L’Opec+ ha ignorato gli inviti di Washington quanto quelli di Berlino (il cancelliere era in visita nel Golfo nelle scorse settimane), Bruxelles (che cerca una nuova partnership strategica) e Parigi (che intende rivendicare un ruolo di buon comunicatore con quella regione di mondo).
“Gli Stati Uniti e i suoi alleati occidentali devono prestare attenzione. Per la prima volta nella storia recente dell’energia, Washington, Londra, Parigi e Berlino non hanno un solo alleato all’interno del gruppo Opec+. Durante il 1973-74, la Casa Bianca poteva contare sull’Iran, allora ancora controllato dallo Scià; nel 1979, durante la Rivoluzione islamica, l’Arabia Saudita era un amico utile. Nel 1990, quando Saddam Hussein invase il Kuwait, sia i sauditi che i venezuelani vennero in soccorso.
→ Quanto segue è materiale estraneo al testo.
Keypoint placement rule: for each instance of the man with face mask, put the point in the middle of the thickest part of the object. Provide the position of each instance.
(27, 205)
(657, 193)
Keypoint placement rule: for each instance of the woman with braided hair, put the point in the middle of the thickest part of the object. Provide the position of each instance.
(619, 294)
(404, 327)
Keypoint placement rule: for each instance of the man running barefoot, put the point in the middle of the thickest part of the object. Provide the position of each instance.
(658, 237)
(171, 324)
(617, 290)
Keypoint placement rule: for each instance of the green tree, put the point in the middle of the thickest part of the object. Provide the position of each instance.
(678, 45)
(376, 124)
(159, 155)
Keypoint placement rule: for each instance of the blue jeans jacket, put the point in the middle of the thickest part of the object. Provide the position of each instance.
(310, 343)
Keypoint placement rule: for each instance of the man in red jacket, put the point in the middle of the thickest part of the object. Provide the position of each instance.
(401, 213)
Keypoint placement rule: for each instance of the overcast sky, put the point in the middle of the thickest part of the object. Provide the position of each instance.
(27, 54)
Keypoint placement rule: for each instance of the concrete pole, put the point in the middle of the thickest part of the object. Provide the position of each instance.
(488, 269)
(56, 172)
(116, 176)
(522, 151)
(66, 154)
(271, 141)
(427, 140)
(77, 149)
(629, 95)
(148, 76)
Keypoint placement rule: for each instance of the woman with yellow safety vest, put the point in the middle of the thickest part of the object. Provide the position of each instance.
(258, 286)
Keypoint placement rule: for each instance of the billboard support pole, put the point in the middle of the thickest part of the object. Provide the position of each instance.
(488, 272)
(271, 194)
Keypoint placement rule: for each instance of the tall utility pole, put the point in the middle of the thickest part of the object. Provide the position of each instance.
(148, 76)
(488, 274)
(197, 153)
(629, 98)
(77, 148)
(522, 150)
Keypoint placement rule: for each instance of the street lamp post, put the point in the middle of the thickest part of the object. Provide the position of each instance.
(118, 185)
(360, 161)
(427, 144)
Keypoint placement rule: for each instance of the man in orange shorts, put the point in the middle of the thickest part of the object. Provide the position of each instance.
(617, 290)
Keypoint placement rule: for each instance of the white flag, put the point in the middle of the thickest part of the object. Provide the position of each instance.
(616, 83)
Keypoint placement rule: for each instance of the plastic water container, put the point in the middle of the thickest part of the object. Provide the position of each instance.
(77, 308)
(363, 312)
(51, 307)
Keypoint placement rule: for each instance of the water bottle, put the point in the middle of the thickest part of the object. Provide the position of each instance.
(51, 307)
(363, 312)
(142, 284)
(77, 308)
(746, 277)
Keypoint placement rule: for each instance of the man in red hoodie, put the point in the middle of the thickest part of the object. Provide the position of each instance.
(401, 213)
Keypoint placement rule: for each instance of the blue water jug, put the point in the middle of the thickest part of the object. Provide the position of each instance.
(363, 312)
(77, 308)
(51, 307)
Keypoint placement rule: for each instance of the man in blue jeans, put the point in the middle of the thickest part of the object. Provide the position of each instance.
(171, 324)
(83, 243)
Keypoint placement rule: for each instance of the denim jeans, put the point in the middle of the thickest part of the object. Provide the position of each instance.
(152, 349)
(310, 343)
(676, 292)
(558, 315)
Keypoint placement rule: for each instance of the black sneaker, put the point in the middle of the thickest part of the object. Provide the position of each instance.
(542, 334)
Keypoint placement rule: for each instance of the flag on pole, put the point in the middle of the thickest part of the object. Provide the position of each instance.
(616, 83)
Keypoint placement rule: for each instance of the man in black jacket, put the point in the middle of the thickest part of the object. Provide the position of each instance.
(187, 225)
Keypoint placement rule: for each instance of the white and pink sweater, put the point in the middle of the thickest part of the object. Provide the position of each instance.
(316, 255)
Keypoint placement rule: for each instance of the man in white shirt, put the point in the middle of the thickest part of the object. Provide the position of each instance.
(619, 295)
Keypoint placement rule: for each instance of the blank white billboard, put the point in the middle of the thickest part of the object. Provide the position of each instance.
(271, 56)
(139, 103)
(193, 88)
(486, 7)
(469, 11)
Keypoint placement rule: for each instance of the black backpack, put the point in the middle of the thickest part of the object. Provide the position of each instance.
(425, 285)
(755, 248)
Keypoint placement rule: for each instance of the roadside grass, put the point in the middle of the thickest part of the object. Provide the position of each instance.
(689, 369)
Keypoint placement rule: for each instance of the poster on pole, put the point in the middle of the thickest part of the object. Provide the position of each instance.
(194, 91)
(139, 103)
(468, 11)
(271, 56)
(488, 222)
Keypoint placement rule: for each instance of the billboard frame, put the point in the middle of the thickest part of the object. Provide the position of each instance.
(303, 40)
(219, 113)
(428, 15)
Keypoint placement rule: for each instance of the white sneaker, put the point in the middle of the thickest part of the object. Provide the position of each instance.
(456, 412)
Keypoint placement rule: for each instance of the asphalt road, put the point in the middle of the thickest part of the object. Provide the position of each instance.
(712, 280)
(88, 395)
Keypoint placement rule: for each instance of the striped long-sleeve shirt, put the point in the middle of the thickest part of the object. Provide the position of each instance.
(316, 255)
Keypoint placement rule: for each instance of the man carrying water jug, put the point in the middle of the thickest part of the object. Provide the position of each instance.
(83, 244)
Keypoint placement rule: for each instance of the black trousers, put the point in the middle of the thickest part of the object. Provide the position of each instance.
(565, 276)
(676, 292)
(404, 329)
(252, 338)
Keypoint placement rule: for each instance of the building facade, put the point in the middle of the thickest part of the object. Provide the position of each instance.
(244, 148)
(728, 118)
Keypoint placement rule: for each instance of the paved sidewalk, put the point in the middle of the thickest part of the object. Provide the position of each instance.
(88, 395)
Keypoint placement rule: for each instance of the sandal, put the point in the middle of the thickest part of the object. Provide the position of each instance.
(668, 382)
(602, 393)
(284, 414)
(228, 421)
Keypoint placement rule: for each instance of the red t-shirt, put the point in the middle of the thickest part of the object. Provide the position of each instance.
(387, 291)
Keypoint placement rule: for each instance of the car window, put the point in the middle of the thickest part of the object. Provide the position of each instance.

Anche nel 2003, quando Washington è andato in guerra in Iraq, l’Arabia Saudita ha aiutato”, fa notare il commentatore esperto di energia Javier Blas.
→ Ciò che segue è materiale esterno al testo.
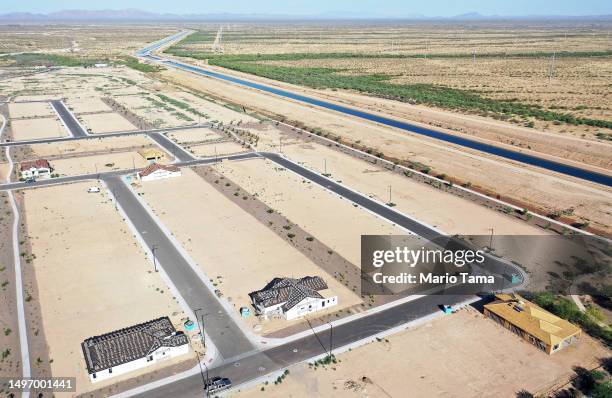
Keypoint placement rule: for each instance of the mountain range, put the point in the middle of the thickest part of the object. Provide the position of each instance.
(136, 15)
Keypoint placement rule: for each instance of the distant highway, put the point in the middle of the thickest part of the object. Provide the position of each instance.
(525, 158)
(68, 118)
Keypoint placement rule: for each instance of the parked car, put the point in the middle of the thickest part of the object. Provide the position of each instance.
(217, 384)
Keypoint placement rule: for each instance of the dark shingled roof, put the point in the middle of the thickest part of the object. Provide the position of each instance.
(37, 164)
(289, 291)
(129, 344)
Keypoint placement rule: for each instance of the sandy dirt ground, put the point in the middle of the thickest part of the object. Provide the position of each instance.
(193, 135)
(461, 355)
(219, 148)
(545, 191)
(85, 273)
(321, 213)
(105, 123)
(98, 163)
(191, 208)
(32, 129)
(39, 97)
(90, 145)
(30, 109)
(87, 104)
(444, 211)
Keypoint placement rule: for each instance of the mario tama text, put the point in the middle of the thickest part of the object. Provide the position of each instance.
(410, 264)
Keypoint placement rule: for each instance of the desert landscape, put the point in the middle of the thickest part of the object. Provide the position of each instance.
(199, 168)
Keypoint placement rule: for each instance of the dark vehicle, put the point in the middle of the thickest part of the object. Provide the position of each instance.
(217, 384)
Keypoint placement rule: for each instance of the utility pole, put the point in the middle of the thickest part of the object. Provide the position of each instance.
(153, 248)
(552, 67)
(331, 339)
(204, 379)
(200, 325)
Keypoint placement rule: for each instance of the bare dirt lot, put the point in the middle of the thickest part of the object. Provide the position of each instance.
(106, 145)
(32, 129)
(194, 135)
(87, 104)
(98, 163)
(542, 191)
(444, 211)
(31, 109)
(191, 208)
(321, 213)
(105, 123)
(462, 355)
(85, 273)
(220, 148)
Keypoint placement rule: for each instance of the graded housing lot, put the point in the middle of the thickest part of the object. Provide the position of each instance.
(100, 123)
(237, 252)
(461, 355)
(327, 217)
(32, 129)
(542, 191)
(30, 109)
(88, 267)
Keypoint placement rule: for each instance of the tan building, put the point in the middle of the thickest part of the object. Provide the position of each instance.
(546, 331)
(151, 154)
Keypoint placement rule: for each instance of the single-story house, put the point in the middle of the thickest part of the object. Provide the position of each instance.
(35, 168)
(544, 330)
(151, 154)
(132, 348)
(293, 298)
(156, 171)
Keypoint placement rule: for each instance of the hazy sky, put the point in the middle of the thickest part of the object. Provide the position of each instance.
(372, 7)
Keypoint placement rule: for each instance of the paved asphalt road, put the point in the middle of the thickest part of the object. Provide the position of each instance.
(260, 363)
(106, 135)
(228, 337)
(69, 120)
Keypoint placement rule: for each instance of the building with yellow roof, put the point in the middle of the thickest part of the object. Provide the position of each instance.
(546, 331)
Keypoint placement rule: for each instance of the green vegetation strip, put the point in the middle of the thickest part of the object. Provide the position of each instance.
(378, 85)
(39, 59)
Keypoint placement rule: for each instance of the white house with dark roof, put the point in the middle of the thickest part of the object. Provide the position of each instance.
(133, 348)
(35, 168)
(156, 171)
(293, 298)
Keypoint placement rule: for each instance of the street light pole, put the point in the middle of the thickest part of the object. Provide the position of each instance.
(200, 325)
(331, 339)
(204, 380)
(153, 248)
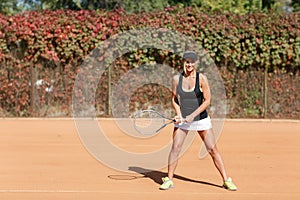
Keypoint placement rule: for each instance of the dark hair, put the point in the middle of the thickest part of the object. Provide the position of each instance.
(190, 54)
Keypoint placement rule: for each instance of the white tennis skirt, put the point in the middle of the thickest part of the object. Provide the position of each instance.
(201, 125)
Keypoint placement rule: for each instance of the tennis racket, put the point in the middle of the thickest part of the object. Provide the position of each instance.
(149, 122)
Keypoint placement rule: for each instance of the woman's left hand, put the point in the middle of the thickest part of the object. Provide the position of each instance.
(189, 118)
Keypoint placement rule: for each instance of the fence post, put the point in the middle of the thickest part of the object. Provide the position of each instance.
(109, 90)
(265, 92)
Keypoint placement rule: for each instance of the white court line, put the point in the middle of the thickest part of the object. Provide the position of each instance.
(137, 192)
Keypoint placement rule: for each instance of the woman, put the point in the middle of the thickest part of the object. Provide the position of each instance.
(190, 99)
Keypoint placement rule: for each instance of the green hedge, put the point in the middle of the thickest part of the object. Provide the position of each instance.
(51, 45)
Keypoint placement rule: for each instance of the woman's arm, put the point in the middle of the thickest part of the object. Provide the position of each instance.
(206, 98)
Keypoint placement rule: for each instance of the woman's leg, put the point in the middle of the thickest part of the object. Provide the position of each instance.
(210, 143)
(179, 136)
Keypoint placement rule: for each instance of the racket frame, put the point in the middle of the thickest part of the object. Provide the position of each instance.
(172, 120)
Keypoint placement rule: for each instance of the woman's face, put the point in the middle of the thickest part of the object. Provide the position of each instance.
(189, 65)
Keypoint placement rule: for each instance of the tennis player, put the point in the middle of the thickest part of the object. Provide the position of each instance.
(190, 99)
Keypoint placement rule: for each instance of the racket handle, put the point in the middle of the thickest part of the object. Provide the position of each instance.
(182, 121)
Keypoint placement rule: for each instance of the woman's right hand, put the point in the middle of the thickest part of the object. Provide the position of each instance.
(178, 119)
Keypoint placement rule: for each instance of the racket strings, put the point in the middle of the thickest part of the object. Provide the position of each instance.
(148, 122)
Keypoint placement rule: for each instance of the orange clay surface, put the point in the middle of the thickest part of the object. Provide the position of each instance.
(44, 159)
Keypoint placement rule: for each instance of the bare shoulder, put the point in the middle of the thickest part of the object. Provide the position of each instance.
(203, 78)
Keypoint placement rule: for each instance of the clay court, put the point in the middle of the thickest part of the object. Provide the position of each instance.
(45, 159)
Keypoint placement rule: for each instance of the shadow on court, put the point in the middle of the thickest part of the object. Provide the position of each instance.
(157, 176)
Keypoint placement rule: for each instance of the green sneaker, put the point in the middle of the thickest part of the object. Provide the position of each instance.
(167, 184)
(229, 185)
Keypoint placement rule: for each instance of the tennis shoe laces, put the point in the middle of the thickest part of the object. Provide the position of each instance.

E la situazione ha indispettito non poco la Casa Bianca. A caldo, la portavoce ha commentato che è ormai chiaro che l’Opec+ “è allineata con la Russia”. Il “+” indica infatti proprio la presenza di Mosca all’interno del meccanismo di dialogo decisionale, che per altro nella riunione di mercoledì è stato riconfermato per tutto il 2023. L’alleanza tra Riad (motore dell’Opec) e Mosca, iniziata sei anni fa, sta diventando un asse permanente, ridisegnando la geopolitica energetica — e conseguentemente la sicurezza energetica.
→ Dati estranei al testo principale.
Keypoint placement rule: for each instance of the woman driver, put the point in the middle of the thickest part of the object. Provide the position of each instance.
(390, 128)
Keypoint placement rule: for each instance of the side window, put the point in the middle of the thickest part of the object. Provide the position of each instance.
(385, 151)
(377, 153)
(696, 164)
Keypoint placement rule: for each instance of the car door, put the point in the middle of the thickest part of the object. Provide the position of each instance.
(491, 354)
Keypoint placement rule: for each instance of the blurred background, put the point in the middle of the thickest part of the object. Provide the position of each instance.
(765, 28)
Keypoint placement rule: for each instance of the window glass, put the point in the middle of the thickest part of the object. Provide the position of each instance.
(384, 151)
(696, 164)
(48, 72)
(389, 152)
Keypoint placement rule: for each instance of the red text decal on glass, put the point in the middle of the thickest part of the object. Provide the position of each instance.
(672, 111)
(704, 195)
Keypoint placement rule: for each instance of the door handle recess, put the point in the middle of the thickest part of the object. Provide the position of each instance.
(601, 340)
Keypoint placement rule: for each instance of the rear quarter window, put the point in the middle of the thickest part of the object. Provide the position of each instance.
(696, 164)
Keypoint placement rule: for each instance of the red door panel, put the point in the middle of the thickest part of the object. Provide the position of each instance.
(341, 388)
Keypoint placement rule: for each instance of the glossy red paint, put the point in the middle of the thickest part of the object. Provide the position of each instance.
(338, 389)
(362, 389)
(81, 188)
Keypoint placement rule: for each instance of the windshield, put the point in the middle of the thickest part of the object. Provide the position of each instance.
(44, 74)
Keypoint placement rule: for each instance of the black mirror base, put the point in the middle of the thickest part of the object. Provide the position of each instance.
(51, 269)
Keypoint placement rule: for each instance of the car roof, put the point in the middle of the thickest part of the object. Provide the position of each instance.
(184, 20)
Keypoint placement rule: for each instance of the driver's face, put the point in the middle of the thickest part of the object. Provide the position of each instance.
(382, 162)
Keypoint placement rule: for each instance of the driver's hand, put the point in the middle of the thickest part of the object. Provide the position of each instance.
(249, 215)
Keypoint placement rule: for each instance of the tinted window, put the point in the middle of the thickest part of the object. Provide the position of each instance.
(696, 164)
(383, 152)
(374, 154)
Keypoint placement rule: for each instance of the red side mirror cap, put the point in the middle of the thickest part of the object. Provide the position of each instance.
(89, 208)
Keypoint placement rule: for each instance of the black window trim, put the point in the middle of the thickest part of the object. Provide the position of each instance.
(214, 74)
È anche innanzitutto una questione di feeling personale: mentre per esempio l’erede al trono saudita, il nuovo primo ministro Mohammed bin Salman, ha dichiarato di “non essere interessato” alle preoccupazione di Joe Biden riguardo al rispetto dei diritti nel regno, il leader de facto di Riad sembra essere più incline al rapporto con Vladimir Putin, come scriveva Grahem Wood sull’Atlantic.
Il Medio Oriente che sta diventando meno importante per la sicurezza nazionale degli Stati Uniti, il “Pivot to Asia”, il ritiro dall’Iraq e dall’Afghanistan e l’aumento della produzione di petrolio/gas degli Stati Uniti sono “fattori tettonici” che avvicinano il Golfo a Mosca, come li definisce Andrew Weiss del Carnegie. “La Casa Bianca ha sottolineato che gli Stati Uniti non stanno andando da nessuna parte e che non permetteranno a Russia o Cina di colmare alcun vuoto. Eppure né i sauditi né gli altri paesi del Golfo sembrano persuasi dalle richieste degli Stati Uniti di smettere di flirtare con Mosca e Pechino”, aggiunge Weiss.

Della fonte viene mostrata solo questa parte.